Sportalpen Athlet Florian Grasel trat 2015 zum zweiten Mal beim wichtigsten Ultratrail-Rennen der Welt an. Erneut wurde er beim Ultra-Trail du Mont-Blanc bester Österreicher. Und auch wenn er sein persönliches Ziel verpasste, war der UTMB wieder jeden Schritt wert.
26:54:15
Vor dem UTMB hatte ich mir ein großes Ziel gesetzt: das Rennen unter 24 Stunden zu beenden. Mit den Hashtags #utmb und #sub24 visualisierte ich mir mein Ziel. Bei jedem Trainingskilometer (etwa 3.000), bei jedem Meter nach oben (ca. 140.000) und jeder Rückenübung (gefühlte 10 Millionen). Am Ende war ich mit 26:54:15 Stunden weit davon entfernt. Aber war es eine Niederlage?
Warum mache ich das?
Lange habe ich darüber nachgedacht, aber am Ende führt ein Ultralauf doch nur zu einer Frage: Warum mache ich das? Es geht nicht darum, schneller zu werden oder Facebook-Likes zu sammeln. Wenn du mit dir selber kämpfst, reduzieren sich deine Gedanken aufs Wesentliche. Denken wird zum Instinkt. Es bleibt weder Zeit, noch Energie für Sorgen oder Luftschlösser.
Mein „Ausblick“ ist auf den drei Quadratmeter großen Lichtkegel meiner Stirnlampe beschränkt und die Alltagswelt ist vergessen. Trinken, Bewegen, Überleben: Das sind die Dinge, die einen während des UTMB beschäftigen. Und viele zerbrechen daran.
Auf den ersten 40 Kilometern der Strecke sah ich einige der großen Stars der Ultralauf-Szene vor mir aussteigen. Ausreden und Probleme sind bei einem Rennen wie dem Ultra-Trail du Mont-Blanc schnell gefunden und wenn man merkt, dass sein Ziel nicht mehr zu erreichen ist, einfach auszusprechen.
Nach der Hälfte des Rennens war auch bei mir klar: die #sub24 würde ich nicht schaffen. Eine Ausrede hätte ich mit dem Bandscheibenvorfall vor 8 Monaten schnell parat gehabt. Aber damit hätte ich mich vor allem selbst betrogen.
Freude an der Qual
Es ging mir den Umständen entsprechend gut. Ich hatte Freude an dem was ich tat – ja wirklich!

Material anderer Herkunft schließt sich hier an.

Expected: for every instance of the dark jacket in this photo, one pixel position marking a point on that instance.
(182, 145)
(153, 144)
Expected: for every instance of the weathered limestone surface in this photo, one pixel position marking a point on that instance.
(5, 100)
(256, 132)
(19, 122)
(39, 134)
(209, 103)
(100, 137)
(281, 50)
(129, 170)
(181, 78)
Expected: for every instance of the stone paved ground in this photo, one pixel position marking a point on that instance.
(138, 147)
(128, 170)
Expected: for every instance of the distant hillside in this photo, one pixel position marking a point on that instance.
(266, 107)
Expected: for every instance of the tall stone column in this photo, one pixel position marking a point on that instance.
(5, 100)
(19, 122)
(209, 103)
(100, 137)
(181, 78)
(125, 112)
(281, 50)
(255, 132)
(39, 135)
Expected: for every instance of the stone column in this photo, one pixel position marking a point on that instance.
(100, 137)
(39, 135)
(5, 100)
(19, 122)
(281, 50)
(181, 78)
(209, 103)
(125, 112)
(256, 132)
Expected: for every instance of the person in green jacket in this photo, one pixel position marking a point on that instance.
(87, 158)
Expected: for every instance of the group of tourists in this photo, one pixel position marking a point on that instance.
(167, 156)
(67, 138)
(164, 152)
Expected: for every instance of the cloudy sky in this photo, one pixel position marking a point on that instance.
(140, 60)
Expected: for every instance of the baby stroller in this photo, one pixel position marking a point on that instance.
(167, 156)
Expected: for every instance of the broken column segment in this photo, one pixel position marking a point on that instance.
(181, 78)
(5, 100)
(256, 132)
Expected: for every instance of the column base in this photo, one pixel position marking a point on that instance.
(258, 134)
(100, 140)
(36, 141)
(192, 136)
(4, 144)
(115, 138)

Deshalb behaupte ich einfach, dass man mir das auf dem Bild bei Kilometer 100 nach 15 Stunden auch ablesen kann: „Es wird hart, aber ich ziehe es durch!“
Die Sonne brütete unerbittlich über unseren Köpfen und für viele Läufer trat Plan B – „Überleben“ – in Kraft. Bis zu 34 Grad zeigte meine Uhr an. Und das bei über 1.000 Meter Seehöhe. Mein „Kriegskamerad“ Matthias Dippacher und ich kämpften uns von einer Wasserquelle zur nächsten. Alle drei Kilometer erfrischten wir uns von unten bis oben. Auf unserem Weg trafen wir auf einige Gefährten, die aufgrund von Dehydrierung mit unglaublichen Krämpfen zu kämpfen hatten.
Flucht vor der Dunkelheit
Auch für uns wurde es mittlerweile bedrohlich eng. Nach der letzten Verpflegung bei Kilometer 152 waren es „nur mehr“ 20 Kilometer. Um 17:27 Uhr machten wir uns auf in den finalen Aufstieg auf den La Tete aux Vents. Unser neues Ziel: definitiv nicht in die zweite Nacht kommen! Böse Mythen besagen, dass die zweite Nacht mit Schlafentzug böse Geister weckt…
Sieg für Flo
Nach den besagten 26:54:15 Stunden lief ich als gesamt 33er ins Ziel in Chamonix ein. Wir saugten die Eindrücke auf und ließen uns in der unbeschreiblichen Atmosphäre gebührend feiern. Der Ultra-Trail du Mont-Blanc war vieles, nur keine Niederlage. Ich habe neue Freunde gefunden, unglaubliche Erlebnisse mitgemacht, zahlreiche Profiläufer auf die Plätze verwiesen und bin als bester Österreicher im Ziel gelandet. Ja, der UTMB war ein Erfolg.
Flo
Grosse Worte wären zuwenig Anerkennung – ich nehme den Hut, bewundere dich aber auch wenn ich begeisterter Trailrunner bin möchte ich das nicht erreichen. Zuviele Opfer sind damit verbunden.